ノックをした後しばらくすると、ウェンドが応じた。
「あら、ライラ。レイラも一緒ね。寒かったでしょう、さぁ入って。今、ちょうどお茶にしようとしてたのよ。いいタイミングね、クッキーもあるわ。さ、どうぞ入って入って。」
リビングには香ばしいクッキーの匂い。ほんのりバターの香りも漂っている。
ライラが見かけた絵はリビングの壁に飾られていた。
姉妹がテーブルにつくと、早速ライラが口を開いた。
「リュージンさん。壁に飾ってある絵はどこの場所ですか?」
レイラも続いて聞いた。
「どこかの教会のよう。古い絵なんですか?」
リュージンはカップをソーサーに置くと答えた。
「あの教会の絵かね?あれは私が町長時代に建築した教会でね。
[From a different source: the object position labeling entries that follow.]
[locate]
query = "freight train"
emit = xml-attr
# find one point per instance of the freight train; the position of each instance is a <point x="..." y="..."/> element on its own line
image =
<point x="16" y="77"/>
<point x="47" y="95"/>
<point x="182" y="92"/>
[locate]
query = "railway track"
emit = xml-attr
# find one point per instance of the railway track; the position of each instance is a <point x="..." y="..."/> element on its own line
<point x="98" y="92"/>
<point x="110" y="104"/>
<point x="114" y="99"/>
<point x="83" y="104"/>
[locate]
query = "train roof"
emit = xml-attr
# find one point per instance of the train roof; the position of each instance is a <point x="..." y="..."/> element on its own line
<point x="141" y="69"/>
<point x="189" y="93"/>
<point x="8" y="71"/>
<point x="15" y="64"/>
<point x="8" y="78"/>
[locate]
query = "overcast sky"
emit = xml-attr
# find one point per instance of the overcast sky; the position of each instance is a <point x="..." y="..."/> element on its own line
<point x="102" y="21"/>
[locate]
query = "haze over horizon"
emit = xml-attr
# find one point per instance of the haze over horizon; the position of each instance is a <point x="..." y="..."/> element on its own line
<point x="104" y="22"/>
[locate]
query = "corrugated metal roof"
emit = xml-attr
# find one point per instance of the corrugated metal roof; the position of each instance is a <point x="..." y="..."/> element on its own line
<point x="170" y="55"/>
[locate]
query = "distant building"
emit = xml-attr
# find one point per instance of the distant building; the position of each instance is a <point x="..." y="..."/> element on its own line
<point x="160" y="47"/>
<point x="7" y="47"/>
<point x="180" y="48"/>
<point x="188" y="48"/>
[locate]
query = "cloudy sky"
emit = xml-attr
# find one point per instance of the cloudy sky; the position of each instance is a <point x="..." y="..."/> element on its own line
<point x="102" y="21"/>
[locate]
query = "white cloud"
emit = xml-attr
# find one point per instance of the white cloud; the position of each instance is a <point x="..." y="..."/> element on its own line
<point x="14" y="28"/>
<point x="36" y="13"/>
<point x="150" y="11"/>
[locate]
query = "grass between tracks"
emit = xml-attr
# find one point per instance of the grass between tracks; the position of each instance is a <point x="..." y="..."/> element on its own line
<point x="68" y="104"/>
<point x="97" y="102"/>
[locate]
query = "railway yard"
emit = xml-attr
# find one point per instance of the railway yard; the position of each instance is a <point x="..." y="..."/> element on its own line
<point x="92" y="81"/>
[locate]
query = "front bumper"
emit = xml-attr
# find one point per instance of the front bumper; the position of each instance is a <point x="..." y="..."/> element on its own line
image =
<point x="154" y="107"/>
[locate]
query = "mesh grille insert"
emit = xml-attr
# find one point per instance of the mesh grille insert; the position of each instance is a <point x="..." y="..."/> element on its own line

セント・ユリトール・チャーチ(聖ユリトール教会)というんだ。場所はダットロームの町なんだが、フリップグロスからも寄付が集まってね。私達が完成式典に招かれたのさ。その時に手土産として、記念に飾ってくれと受け取った。」
「と、いうことはダットロームの町には教会が残っているんですね?」
「当然今も残っているさ。」
姉妹は顔を見合わせてリンクした。
「ライラ、どうするの?」
「私、転移術式を試してみたい。」
「じゃあ手を繋いで試しましょう。2人で同じ場所にいってみましょうか。」
ライラはリュージン夫妻に言った。
「私達が身に付けた術式をここで使わせてください。」
「少しダットロームの教会を見に行ってきます。」
「見に行ってきますって、あなた達、ダットロームまではパイルグロスを経由して向かっても6日は掛かるわよ。」
「大丈夫です、ウェンドさん。……あ、お茶とクッキーは戻ったら頂きますね。」
「驚かないでください。すぐ戻ります。」
姉妹は立ち上がり、絵の前で手を繋いで立った。
イメージが始まると、姉妹の髪色が変わり、姿が消えた。
紅茶を注ぐウェンドが驚きのあまり、カップから溢れる紅茶に気が付かない。
リュージンも同様で、食べかけたクッキーを口から落とし、夫妻は開いた口が塞がらなかった。